Commenting on growing attractiveness of franchising in the restaurant sector, Hofma said he could easily see why it makes sense for brand owners to grow in a capital light way by franchising but said the reasons why it made sense for a franchisee to take on a brand they don’t own or control and commit themselves to paying royalties of between four and six percent, where less often talked about.

A strong brand with a proven concept will be a much lower risk investment, “therefore as you open a new restaurant you should have a high degree of confidence as to what the economics are going to end up being”.

“Secondly you should be able to run your business at lower overheads if you get some of your function support from your franchisor, and thirdly, it breaks through what I think is an enduring problem in the restaurant industry which is the huge functional scope that you need to have as a restaurant owner and operator,” he explained. “When you are a franchisee that functional scope is somewhat narrower.”

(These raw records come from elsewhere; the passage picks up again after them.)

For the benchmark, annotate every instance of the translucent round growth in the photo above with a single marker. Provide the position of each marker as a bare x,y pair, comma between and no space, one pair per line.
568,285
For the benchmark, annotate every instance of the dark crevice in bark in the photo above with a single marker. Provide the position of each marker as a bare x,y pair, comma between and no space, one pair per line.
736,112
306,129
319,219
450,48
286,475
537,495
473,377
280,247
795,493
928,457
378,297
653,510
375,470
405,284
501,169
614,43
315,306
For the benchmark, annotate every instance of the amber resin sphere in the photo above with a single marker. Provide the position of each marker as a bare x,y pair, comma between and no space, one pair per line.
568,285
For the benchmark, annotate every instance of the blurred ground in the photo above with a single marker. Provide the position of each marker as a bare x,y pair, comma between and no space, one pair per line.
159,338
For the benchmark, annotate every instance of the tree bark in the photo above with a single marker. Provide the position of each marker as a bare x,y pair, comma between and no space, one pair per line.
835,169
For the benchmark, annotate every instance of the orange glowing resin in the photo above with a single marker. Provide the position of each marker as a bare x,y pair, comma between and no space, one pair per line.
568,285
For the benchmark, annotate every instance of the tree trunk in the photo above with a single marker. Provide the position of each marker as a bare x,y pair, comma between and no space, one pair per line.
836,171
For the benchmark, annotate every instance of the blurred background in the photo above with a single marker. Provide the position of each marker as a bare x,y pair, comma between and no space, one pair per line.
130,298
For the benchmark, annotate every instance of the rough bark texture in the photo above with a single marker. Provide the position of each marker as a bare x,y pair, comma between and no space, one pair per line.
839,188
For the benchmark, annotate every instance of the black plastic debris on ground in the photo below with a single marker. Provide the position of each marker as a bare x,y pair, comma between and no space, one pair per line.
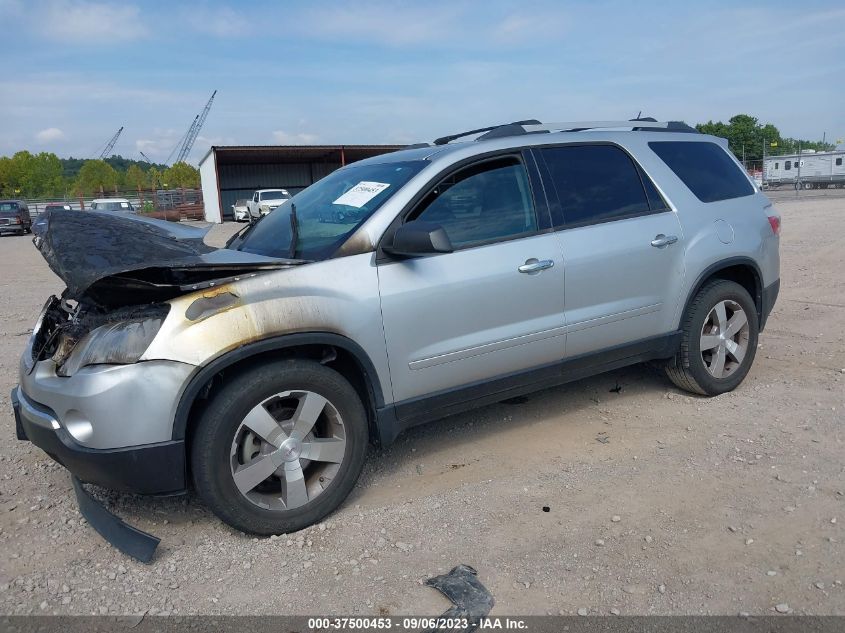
471,599
129,540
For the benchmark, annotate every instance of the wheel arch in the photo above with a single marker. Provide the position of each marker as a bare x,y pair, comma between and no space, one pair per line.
333,350
742,270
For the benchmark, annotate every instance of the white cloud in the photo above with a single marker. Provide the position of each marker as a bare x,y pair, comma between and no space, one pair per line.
298,138
50,135
222,22
90,22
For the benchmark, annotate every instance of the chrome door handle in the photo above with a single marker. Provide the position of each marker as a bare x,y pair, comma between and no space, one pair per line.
534,265
661,240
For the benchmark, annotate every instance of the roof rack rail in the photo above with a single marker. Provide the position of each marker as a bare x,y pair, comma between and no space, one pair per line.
452,137
532,126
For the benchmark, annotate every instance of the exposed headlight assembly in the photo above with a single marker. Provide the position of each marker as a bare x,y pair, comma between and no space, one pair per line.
118,343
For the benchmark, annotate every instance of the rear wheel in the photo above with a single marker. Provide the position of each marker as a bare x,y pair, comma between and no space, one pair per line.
279,447
719,340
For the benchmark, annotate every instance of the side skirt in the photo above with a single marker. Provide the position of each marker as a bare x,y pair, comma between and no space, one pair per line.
392,420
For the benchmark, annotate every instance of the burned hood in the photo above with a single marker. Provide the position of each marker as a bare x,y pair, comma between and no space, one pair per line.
98,250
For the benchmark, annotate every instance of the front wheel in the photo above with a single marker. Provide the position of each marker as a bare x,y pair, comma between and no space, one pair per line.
719,340
279,447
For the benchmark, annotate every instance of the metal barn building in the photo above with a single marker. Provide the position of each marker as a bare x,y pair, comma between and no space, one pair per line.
229,173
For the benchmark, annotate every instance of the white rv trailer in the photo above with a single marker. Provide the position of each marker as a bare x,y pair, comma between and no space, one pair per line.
807,170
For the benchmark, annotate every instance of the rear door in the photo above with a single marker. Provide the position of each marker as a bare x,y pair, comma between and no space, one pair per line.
622,246
491,308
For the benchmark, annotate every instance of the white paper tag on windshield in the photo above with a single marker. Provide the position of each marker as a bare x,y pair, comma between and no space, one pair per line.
361,193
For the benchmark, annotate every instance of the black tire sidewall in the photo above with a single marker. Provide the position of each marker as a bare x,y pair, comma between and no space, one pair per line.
211,444
709,297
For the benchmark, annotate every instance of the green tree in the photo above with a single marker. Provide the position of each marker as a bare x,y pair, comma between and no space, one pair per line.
155,177
749,138
182,175
45,178
93,175
135,178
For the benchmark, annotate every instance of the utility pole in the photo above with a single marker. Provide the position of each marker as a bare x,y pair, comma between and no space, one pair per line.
763,164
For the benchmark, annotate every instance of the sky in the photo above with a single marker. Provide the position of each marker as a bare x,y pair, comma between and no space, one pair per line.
73,71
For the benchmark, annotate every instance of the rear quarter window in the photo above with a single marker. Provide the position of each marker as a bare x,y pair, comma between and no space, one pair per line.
705,168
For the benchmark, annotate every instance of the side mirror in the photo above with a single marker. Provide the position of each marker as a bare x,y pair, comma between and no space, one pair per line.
416,239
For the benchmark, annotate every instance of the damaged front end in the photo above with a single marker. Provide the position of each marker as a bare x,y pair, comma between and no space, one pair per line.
120,272
77,334
88,396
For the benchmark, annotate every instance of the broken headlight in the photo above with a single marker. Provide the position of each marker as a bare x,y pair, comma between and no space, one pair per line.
117,343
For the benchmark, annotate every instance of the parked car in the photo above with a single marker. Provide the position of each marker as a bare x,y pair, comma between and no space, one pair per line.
57,206
112,204
240,211
14,217
265,200
474,272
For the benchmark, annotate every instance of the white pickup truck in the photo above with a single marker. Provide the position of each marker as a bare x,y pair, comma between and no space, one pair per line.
265,200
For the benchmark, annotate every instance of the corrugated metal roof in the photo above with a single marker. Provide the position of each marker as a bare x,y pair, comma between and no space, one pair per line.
257,154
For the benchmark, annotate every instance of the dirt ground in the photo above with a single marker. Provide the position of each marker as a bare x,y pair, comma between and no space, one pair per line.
658,502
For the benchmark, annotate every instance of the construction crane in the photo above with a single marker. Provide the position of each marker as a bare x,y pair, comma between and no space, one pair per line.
194,131
110,145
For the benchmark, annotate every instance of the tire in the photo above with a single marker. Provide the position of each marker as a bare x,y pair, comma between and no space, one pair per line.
224,443
696,370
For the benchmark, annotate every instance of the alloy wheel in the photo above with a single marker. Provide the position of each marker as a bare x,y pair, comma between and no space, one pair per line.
724,338
287,450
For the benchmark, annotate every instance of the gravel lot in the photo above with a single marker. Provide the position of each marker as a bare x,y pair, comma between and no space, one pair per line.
658,502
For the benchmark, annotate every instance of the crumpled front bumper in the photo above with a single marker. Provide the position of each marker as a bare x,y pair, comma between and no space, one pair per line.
150,469
110,406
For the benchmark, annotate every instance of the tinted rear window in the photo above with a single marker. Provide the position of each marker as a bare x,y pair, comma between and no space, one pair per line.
705,168
596,183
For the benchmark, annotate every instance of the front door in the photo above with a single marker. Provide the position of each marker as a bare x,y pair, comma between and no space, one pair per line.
492,307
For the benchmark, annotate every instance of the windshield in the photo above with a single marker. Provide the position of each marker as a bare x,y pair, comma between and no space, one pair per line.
328,211
274,195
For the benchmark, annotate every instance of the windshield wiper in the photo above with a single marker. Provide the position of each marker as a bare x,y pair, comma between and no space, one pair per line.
245,231
294,232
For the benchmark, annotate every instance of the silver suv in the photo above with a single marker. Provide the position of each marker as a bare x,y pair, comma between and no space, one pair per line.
394,291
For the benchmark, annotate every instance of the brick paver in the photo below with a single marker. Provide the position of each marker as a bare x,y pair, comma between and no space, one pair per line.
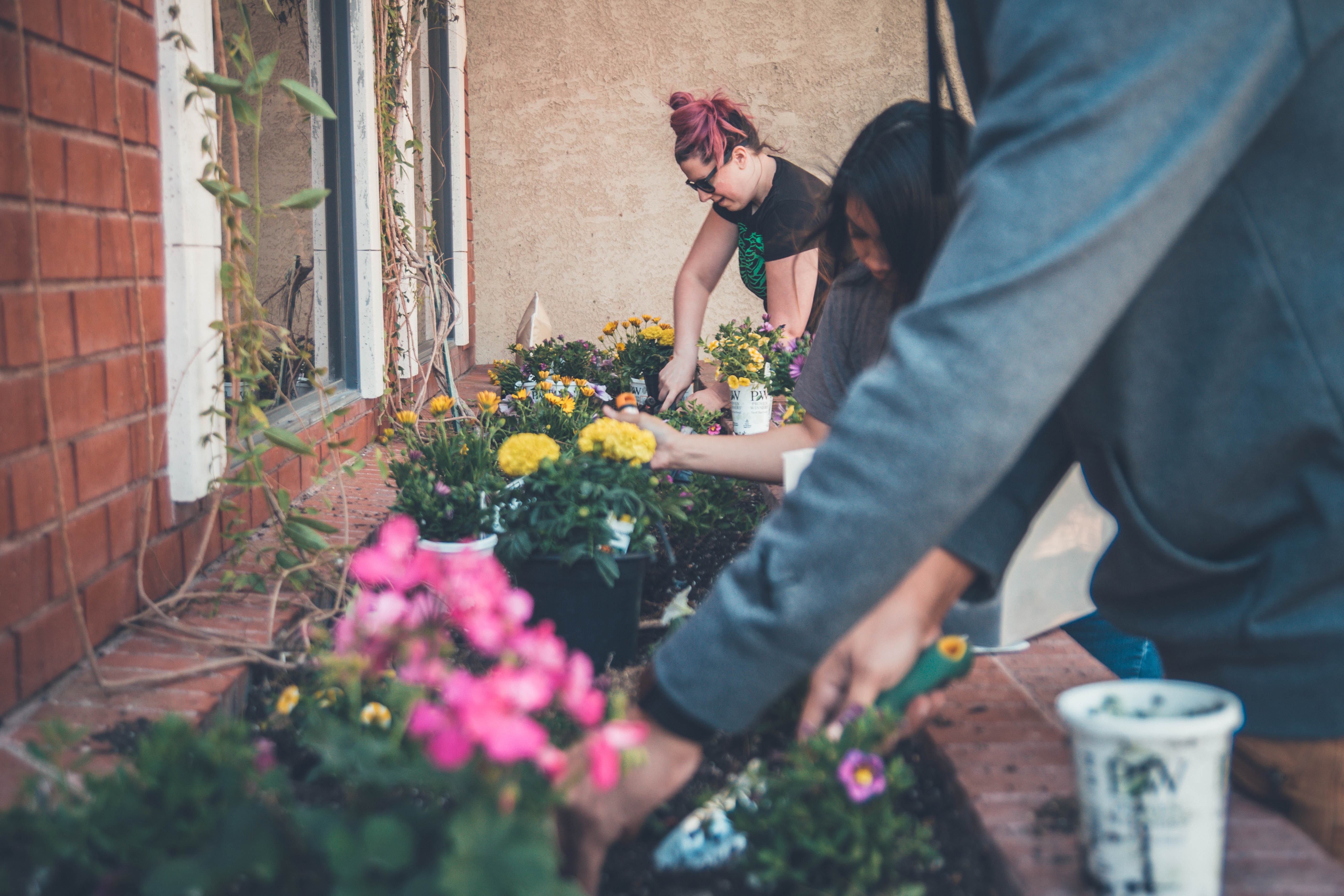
77,699
1011,754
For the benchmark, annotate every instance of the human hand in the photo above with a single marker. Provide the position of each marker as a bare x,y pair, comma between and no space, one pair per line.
667,436
881,649
675,378
592,820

For the group, which also operates the Itsu franchise in the UK, this means their main focus can be operating restaurant brands, at scale, consistently well day after day.

Hofma added that the experience of operating Itsu had proven the group’s operational skills, systems and platforms “were, in fact, very transferrable”, and it is now looking to add further brands to its franchise portfolio.

“The focus will be on making sure we run a really good Pizza Hut business – that is the mainstay of what we are doing – and to continue to grow our Itsu business, but I would love to have a third or fourth brand.”